Little minds at Buffalo Ridge Elementary School (BRE) are seeing shapes in everything, thanks to a recent kindergarten geometry project. Instead of a simple unit based on recognition and memorization, students were tasked with creating something out of a cardboard box using five basic shapes – circles, squares, rectangles, hexagons and triangles.

Inspired by the book “Not a Box” by Antoinette Portis, teachers Shannon Herzog, Elana Chagolla and Felicia Phelan used the project to foster critical thinking through creating and inventing.

Students worked in pairs and spent three days planning, which included creating a materials list and sketching an illustration of the final project. “We talked a lot as a group with a big focus on collaborating with partners – like who does what and who brings what,” said Herzog.

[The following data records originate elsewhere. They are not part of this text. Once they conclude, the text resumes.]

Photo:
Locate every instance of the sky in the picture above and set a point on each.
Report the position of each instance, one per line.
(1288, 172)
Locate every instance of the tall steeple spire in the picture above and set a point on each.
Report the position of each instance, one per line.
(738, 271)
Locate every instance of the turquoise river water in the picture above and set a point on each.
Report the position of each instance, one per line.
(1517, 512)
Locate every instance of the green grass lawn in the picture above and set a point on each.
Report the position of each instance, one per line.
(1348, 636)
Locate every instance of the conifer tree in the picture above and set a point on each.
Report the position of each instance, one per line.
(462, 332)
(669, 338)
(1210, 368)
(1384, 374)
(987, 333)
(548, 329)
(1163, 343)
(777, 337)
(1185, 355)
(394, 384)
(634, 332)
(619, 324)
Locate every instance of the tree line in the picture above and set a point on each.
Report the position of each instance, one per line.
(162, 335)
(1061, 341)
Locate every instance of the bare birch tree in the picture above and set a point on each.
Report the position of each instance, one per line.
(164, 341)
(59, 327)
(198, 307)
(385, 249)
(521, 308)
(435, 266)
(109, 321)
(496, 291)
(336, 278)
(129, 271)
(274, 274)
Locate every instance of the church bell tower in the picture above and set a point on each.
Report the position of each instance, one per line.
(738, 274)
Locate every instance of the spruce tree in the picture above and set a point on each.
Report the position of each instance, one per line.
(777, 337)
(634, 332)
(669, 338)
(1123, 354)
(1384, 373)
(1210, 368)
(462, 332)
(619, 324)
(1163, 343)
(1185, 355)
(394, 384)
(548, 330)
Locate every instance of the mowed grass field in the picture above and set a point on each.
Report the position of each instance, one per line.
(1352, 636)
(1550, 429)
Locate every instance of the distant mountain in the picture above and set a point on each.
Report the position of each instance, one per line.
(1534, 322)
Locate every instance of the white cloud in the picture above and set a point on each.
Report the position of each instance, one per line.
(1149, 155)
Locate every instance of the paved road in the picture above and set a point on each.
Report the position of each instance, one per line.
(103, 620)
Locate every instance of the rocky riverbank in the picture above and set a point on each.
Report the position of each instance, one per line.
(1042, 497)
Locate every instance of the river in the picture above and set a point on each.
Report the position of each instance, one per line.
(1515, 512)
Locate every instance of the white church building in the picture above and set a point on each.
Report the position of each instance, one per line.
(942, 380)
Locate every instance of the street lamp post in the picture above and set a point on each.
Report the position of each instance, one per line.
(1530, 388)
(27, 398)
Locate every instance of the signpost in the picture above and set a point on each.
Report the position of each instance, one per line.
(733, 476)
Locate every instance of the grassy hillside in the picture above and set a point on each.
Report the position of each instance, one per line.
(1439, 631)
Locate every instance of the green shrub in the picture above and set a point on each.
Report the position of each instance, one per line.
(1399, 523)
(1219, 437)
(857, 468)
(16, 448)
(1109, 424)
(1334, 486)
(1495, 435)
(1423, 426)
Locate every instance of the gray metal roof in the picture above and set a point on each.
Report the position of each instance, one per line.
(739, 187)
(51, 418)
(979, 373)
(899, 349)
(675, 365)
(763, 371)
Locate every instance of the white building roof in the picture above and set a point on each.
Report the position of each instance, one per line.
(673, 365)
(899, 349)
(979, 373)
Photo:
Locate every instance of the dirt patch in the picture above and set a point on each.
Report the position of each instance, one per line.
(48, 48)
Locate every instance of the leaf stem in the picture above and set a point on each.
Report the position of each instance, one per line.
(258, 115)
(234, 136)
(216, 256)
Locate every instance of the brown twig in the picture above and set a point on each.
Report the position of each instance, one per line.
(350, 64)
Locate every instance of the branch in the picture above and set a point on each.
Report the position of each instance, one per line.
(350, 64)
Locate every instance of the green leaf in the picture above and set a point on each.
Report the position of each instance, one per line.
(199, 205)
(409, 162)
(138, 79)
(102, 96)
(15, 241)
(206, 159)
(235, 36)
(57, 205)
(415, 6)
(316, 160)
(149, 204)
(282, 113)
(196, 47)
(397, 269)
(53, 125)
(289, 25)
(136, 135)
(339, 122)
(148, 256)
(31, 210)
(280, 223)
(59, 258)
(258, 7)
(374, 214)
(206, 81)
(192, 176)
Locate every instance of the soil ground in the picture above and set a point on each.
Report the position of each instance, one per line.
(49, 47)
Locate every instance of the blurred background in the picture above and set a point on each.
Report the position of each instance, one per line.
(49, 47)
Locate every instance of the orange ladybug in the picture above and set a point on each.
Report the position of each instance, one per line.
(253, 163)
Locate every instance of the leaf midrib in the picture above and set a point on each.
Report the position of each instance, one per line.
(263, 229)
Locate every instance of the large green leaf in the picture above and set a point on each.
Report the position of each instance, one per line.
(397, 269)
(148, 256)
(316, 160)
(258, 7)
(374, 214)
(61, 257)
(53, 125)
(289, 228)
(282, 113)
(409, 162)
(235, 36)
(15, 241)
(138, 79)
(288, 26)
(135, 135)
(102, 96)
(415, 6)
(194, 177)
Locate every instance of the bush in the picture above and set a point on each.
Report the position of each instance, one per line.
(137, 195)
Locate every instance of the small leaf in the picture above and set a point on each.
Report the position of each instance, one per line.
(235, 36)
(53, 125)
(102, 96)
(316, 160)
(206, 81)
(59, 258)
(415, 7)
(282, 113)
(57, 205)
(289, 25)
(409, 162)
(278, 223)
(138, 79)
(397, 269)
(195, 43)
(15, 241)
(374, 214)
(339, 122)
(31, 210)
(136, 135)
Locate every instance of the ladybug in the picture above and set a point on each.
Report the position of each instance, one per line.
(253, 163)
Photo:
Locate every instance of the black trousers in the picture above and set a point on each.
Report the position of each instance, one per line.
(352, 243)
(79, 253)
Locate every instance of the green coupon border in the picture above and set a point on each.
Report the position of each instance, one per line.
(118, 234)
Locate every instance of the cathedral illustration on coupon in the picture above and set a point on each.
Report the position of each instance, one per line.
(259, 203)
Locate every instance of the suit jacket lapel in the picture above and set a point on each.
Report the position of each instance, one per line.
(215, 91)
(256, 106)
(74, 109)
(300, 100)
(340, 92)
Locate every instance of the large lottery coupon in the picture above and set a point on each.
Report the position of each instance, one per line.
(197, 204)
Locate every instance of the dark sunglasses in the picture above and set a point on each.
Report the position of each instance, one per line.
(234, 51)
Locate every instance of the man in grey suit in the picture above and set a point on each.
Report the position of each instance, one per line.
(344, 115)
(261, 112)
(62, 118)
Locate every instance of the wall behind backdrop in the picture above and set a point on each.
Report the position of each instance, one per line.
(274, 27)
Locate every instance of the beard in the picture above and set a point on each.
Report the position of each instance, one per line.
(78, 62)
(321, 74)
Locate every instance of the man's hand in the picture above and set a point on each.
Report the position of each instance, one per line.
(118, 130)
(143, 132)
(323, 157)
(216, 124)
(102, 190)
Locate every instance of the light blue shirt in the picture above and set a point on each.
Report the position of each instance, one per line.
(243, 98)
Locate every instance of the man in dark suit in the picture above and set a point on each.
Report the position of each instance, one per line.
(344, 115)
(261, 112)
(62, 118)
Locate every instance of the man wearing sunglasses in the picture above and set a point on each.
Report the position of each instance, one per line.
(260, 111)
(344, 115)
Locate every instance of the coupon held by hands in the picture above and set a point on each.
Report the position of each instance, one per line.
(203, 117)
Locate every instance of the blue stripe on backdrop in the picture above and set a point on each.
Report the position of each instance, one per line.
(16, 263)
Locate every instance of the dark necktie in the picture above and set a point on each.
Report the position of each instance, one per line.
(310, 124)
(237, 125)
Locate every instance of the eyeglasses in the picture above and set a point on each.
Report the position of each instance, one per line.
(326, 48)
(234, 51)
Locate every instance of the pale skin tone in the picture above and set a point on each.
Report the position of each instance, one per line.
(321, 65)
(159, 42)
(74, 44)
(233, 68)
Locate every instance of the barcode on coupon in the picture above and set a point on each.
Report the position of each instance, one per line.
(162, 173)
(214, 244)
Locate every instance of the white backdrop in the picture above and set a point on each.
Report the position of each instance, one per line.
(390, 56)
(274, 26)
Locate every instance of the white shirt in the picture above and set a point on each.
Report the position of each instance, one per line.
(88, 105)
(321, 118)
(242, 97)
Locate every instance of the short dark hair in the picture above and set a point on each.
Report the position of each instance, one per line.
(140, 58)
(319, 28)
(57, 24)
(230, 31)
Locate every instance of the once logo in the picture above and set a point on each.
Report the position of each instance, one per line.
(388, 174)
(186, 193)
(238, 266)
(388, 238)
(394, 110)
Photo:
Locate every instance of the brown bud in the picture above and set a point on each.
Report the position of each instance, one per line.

In the end, cardboard boxes were transformed into a helicopter, a robot, a castle, a monster truck, the Titanic, an animal hospital, a dog, and a birthday party rocket ship – just to name a few.

With the school district’s Guaranteed and Viable Curriculum (GVC), Bloom’s Taxonomy learning objectives, and meaningful leadership support, these teachers are seeing the potential outcomes by asking the right questions to guide student teaching. “We are truly connecting to a deeper level of thinking,” said Herzog.

According to BRE Principal Sarah McAfee, it’s not necessarily the content; it’s how you get there with it. “The content is just the vehicle – it could be anything. Learning to embed the four C’s (collaboration, communication, creativity, and critical thinking) throughout the learning process will turn these students into life learners,” said McAfee.

The teachers admit the geometry unit provided valuable learning that will make subsequent projects that much better. Even still, Herzog excitedly recounts that the students who really got it, just can’t stop talking about it.

“This will really transform the way kids think about school. We are teaching them how to think and create. They can do anything!” said Herzog.